Google’s Gemini Large Language Model (LLM) is susceptible to security threats that could cause it to leak system instructions, generate malicious content, and perform indirect injection attacks.
The findings come from HiddenLayer, which says the issues are impacting consumers using Gemini Advanced with Google Workspace and businesses using the LLM API.
The first vulnerability involves bypassing security barriers to leak system prompts (or a system message), designed to set conversation-level instructions for LLM to help it generate more useful responses, by asking the model to provide the its “fundamental instructions” in a bearish block.
“A system message can be used to inform LLM about context,” Microsoft notes in its documentation on engineering LLM prompts.
“The context can be the type of conversation it is engaged in or the function it is supposed to perform. It helps the LLM generate more appropriate responses.”
This is made possible by the fact that the models are susceptible to what is called a synonym attack to bypass security defenses and content restrictions.
A second class of vulnerabilities involves the use of “cunning jailbreaking” techniques to cause Gemini models to generate misinformation on topics such as elections and produce potentially illegal and dangerous information (e.g., wiring a car) using a prompt which asks him to enter an imaginary state.
HiddenLayer also identifies a third flaw that could cause LLM to leak information in the system prompt by passing repeated uncommon tokens as input.
“Most LLMs are trained to answer questions with a clear delineation between the user input and the system prompt,” security researcher Kenneth Yeung said in a Tuesday report.

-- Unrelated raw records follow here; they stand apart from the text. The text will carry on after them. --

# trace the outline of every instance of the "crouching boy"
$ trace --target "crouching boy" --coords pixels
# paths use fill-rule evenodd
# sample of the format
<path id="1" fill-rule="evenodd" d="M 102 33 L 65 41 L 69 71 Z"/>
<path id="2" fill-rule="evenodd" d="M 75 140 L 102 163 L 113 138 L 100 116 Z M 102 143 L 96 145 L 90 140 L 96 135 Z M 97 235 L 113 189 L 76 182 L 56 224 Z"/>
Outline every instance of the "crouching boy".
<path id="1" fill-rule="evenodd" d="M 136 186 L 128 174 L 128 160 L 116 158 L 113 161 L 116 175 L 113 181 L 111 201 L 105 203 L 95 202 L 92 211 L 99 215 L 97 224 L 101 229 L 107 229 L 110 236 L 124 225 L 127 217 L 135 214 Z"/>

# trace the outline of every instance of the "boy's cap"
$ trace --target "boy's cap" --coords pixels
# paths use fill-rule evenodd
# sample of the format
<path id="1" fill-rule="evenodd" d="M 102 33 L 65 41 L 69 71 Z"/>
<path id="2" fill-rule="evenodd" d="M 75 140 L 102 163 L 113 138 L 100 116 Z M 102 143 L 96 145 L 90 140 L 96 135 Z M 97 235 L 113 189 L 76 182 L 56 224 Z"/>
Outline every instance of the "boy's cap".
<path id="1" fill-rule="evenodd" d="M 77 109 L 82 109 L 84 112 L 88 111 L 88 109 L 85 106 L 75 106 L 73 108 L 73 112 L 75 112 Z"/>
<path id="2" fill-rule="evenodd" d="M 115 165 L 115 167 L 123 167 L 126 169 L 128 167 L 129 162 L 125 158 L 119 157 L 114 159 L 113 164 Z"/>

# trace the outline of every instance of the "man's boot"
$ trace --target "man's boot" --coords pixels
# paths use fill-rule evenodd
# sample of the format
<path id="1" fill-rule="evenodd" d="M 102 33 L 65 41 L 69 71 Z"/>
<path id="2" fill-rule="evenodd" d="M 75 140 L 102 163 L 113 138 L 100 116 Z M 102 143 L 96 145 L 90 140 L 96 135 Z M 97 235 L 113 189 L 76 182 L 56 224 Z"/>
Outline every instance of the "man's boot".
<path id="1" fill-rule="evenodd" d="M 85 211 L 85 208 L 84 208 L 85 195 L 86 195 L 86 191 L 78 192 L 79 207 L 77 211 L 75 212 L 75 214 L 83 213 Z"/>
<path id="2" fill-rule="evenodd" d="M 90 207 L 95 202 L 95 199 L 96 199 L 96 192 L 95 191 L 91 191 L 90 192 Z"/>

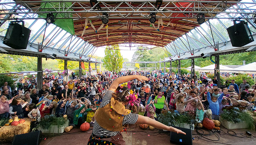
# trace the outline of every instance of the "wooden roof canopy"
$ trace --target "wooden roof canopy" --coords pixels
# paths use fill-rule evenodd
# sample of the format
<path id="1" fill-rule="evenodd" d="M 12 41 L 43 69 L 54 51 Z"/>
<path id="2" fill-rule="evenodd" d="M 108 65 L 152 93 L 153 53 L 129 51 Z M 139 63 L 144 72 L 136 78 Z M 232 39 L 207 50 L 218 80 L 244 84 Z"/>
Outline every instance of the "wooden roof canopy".
<path id="1" fill-rule="evenodd" d="M 107 25 L 104 25 L 102 29 L 96 32 L 88 22 L 87 26 L 88 27 L 86 29 L 82 38 L 96 47 L 125 43 L 130 45 L 135 43 L 164 47 L 195 27 L 199 26 L 196 20 L 197 15 L 199 13 L 198 11 L 202 12 L 207 11 L 211 11 L 212 12 L 222 11 L 227 8 L 235 4 L 235 3 L 228 4 L 228 2 L 223 6 L 223 3 L 220 4 L 219 3 L 207 3 L 202 1 L 200 4 L 199 3 L 197 4 L 195 2 L 175 2 L 164 0 L 159 9 L 160 11 L 156 13 L 156 21 L 155 23 L 154 27 L 152 25 L 151 25 L 149 21 L 149 15 L 150 11 L 158 11 L 154 8 L 156 1 L 148 1 L 148 2 L 145 3 L 142 1 L 127 1 L 130 2 L 122 2 L 125 1 L 116 0 L 115 1 L 116 2 L 114 2 L 115 1 L 99 0 L 98 4 L 101 9 L 95 10 L 92 8 L 89 1 L 80 1 L 79 3 L 75 3 L 75 4 L 72 2 L 74 5 L 72 8 L 74 12 L 72 15 L 73 16 L 83 18 L 73 18 L 75 34 L 77 37 L 81 36 L 85 26 L 85 17 L 89 18 L 92 24 L 97 30 L 102 24 L 100 18 L 102 12 L 104 11 L 115 11 L 115 12 L 108 13 L 109 20 L 108 24 L 108 38 L 107 38 L 107 28 L 105 27 Z M 155 2 L 153 2 L 153 1 Z M 190 2 L 191 1 L 192 1 Z M 223 1 L 216 1 L 223 2 Z M 239 1 L 240 0 L 228 0 L 227 2 Z M 30 7 L 38 6 L 41 4 L 33 3 Z M 95 4 L 93 4 L 93 5 Z M 100 11 L 101 12 L 86 12 L 86 11 Z M 131 11 L 139 11 L 140 12 L 130 12 Z M 183 11 L 177 13 L 166 12 L 182 11 Z M 189 12 L 186 13 L 186 12 L 184 11 L 186 11 L 190 12 L 197 11 L 197 12 Z M 76 12 L 76 11 L 79 11 L 79 12 Z M 125 11 L 128 12 L 124 12 Z M 212 12 L 204 13 L 206 21 L 207 18 L 213 18 L 217 14 Z M 127 16 L 126 17 L 126 16 Z M 147 16 L 145 17 L 145 16 Z M 158 21 L 160 18 L 162 19 L 163 26 L 160 25 L 158 29 Z M 167 26 L 168 23 L 169 25 Z"/>

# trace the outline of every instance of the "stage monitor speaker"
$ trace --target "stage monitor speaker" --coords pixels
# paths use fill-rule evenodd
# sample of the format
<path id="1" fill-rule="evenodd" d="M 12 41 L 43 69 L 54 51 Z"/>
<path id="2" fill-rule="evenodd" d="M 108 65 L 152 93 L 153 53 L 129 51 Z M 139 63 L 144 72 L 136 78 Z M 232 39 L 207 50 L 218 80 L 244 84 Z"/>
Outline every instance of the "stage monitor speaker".
<path id="1" fill-rule="evenodd" d="M 191 129 L 179 127 L 172 127 L 180 130 L 186 133 L 186 135 L 171 132 L 170 136 L 170 142 L 172 143 L 185 145 L 192 145 L 192 131 Z"/>
<path id="2" fill-rule="evenodd" d="M 22 22 L 22 25 L 18 22 Z M 15 49 L 27 48 L 31 30 L 24 26 L 22 21 L 11 22 L 3 43 Z"/>
<path id="3" fill-rule="evenodd" d="M 240 22 L 237 24 L 236 21 Z M 232 46 L 242 47 L 254 41 L 247 22 L 237 20 L 233 21 L 234 25 L 227 29 Z"/>
<path id="4" fill-rule="evenodd" d="M 15 135 L 13 145 L 38 145 L 41 141 L 41 130 Z"/>

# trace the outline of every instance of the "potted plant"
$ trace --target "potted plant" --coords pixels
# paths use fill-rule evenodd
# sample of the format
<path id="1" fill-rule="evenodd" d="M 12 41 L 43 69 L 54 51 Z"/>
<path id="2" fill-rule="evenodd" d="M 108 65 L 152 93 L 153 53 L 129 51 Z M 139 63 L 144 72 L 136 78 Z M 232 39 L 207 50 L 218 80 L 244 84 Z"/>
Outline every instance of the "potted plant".
<path id="1" fill-rule="evenodd" d="M 243 109 L 232 106 L 225 108 L 220 118 L 221 124 L 228 129 L 254 129 L 254 121 L 252 116 Z"/>
<path id="2" fill-rule="evenodd" d="M 54 115 L 46 115 L 41 119 L 37 128 L 43 133 L 62 133 L 65 128 L 68 126 L 66 118 L 57 117 Z"/>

“By creating a line of nonsense tokens, we can trick the LLM into thinking it’s time to respond and have it generate a confirmation message, usually by including the information in the prompt.”
Another test involves using Gemini Advanced and a specially crafted Google Doc, the latter linked to LLM via the Google Workspace extension.
The instructions contained in the document could be designed to overwrite the model’s instructions and perform a series of malicious actions that allow an attacker to have full control of the victim’s interactions with the model.
The disclosure comes as a group of academics from Google DeepMind, ETH Zurich, University of Washington, OpenAI and McGill University revealed a new model-stealing attack that makes it possible to extract “precise, non-trivial information from box-like production language models Black”. like OpenAI’s ChatGPT or Google’s PaLM-2.”
That said, it’s worth noting that these vulnerabilities are not new and are present in other LLMs in the industry. The findings, if anything, highlight the need for testing models for timely attacks, data mining training, model manipulation, adversarial examples, poisoning, and data exfiltration.
“To help protect our users from vulnerabilities, we constantly perform red-teaming exercises and train our models to defend against adversary behavior such as prompt injection, jailbreaking, and more complex attacks,” a Google spokesperson told The Hacker News. “We have also created safeguards to prevent malicious or misleading responses, which we are continually improving.”
The company also said it is limiting responses to election-based questions out of an abundance of caution. The policy is expected to be enforced against requests regarding candidates, political parties, election results, voting information and key office holders.